Tuesday, 19 October 2010

Deploying a Forefront UAG DirectAccess Array in 10 Easy Steps!

Following on from my previous blog post, I thought it might be useful to also provide a high-level list of steps for deploying Forefront UAG DirectAccess, this time using an array topology for a more highly available solution. Again, this is not an exhaustive step-by-step walkthrough, but it should cover the key high-level tasks involved. More detail can be found in the Forefront UAG DirectAccess TechNet documentation or by looking at Tom’s excellent Test Lab Guides (TLGs).

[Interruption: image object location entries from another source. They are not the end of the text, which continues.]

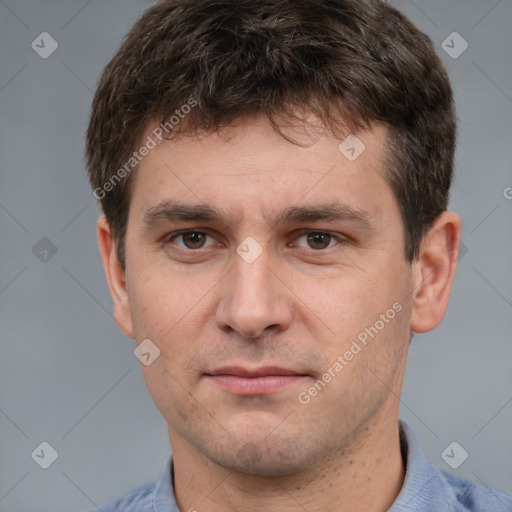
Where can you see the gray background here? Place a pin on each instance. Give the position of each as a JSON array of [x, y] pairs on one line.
[[68, 376]]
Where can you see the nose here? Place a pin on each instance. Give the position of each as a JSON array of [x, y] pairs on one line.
[[254, 299]]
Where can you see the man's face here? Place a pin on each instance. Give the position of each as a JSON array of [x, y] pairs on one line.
[[251, 310]]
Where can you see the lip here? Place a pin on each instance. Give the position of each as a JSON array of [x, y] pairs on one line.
[[258, 381]]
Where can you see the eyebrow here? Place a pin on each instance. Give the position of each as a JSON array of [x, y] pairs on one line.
[[175, 211]]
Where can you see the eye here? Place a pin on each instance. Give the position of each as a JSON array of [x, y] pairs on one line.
[[318, 240], [191, 239]]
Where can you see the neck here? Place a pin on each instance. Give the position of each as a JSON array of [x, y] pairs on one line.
[[368, 476]]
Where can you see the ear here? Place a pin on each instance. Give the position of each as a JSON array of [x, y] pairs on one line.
[[433, 272], [115, 277]]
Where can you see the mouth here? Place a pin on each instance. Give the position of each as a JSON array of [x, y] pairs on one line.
[[258, 381]]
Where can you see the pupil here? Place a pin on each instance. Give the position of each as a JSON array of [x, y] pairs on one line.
[[319, 238], [195, 238]]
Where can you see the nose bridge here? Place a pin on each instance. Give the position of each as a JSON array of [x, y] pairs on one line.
[[252, 298]]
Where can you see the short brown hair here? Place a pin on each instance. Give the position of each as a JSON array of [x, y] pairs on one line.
[[348, 62]]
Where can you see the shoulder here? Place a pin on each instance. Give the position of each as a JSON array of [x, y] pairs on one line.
[[138, 500], [468, 496]]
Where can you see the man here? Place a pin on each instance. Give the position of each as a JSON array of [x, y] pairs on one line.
[[274, 177]]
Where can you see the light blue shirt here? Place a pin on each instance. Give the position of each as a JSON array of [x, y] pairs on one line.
[[425, 489]]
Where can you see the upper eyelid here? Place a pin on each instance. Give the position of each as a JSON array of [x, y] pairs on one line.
[[296, 234]]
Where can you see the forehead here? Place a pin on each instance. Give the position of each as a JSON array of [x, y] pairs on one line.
[[249, 168]]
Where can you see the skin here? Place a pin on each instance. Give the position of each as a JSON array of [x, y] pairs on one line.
[[299, 306]]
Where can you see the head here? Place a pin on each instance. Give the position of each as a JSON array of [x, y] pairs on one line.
[[308, 150]]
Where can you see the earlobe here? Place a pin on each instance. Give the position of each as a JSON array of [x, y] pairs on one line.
[[115, 275], [434, 271]]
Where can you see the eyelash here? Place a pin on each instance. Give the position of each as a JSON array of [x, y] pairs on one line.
[[339, 239]]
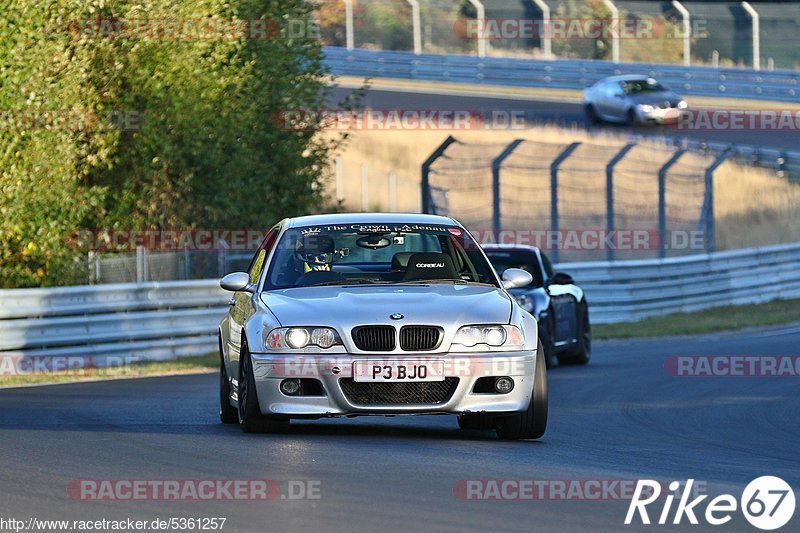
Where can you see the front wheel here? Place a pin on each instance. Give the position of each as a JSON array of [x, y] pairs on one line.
[[531, 423], [227, 413], [249, 413]]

These steps are based upon deploying Forefront UAG DirectAccess using an array topology combined with ISATAP to support IPv6 intranet connectivity and NAT64 to support IPv4 intranet resources. This is a likely scenario for deployments with a larger number of users, or specific high availability needs, and an existing IPv4 based intranet. 

Please Note: This deployment scenario does not include NAP or Smartcard authentication.

Step 1: Configure Supporting Infrastructure

  • Create ISATAP, NLS and IP-HTTPS DNS records
  • Create DirectAccess client and server security groups
  • Create DirectAccess certificate templates
  • Create service account for UAG array management

Step 2: Configure Network Location Servers

  • Create website and enrol/bind NLS certificate
  • Repeat for additional NLS servers and potentially implement NLB

Step 3: Prepare and Install UAG Servers

  • Install OS, activate, run Windows Update, join AD domain
  • Configure network interfaces and amend bind order – see here
  • Configure static routes – see here
  • Enrol IP-HTTPS and IPsec certificates
  • Install UAG + UAG Update 1 + UAG Update 2 + TMG SP1 + TMG SP1U1
  • Repeat for additional UAG servers

Step 4: Configure UAG Array

  • Configure first UAG server as the array manager
  • Add additional UAG servers to the ‘Managed Server Computers’ computer set in TMG
  • Join additional UAG servers to the array

Step 5: Configure UAG NLB 

  • Define internal NLB virtual IP address with unicast mode
  • Define external NLB virtual IP addresses (at least two) with unicast mode
  • Start NLB on each array member

Step 6: Configure UAG DirectAccess

  • Enable NAT64/DNS64
  • Define appropriate NRPT entries

Step 7: Configure DirectAccess Clients

  • Enrol IPsec certificates
  • Add clients to DirectAccess security group and reboot
  • Install DCA client

Step 8: Configure Active Directory and DNS

  • Add IPv6 prefixes and assign to AD sites
  • Add DNS reverse lookup zones for IPv6 prefixes

Step 9: Test DirectAccess

  • Test internal ISATAP
  • Test external Teredo, 6to4 and IP-HTTPS

Step 10: Complete Post-Installation Tasks

  • Define custom TMG rules for systems management (SCOM, SCCM, Cert Enrolment etc.)
  • Apply UAG SCW hardening template using Group Policy
  • Install and run UAG BPA

Hopefully this provides some structure to the recommended deployment process and should allow you to define a high-level checklist of the key tasks for an array deployment.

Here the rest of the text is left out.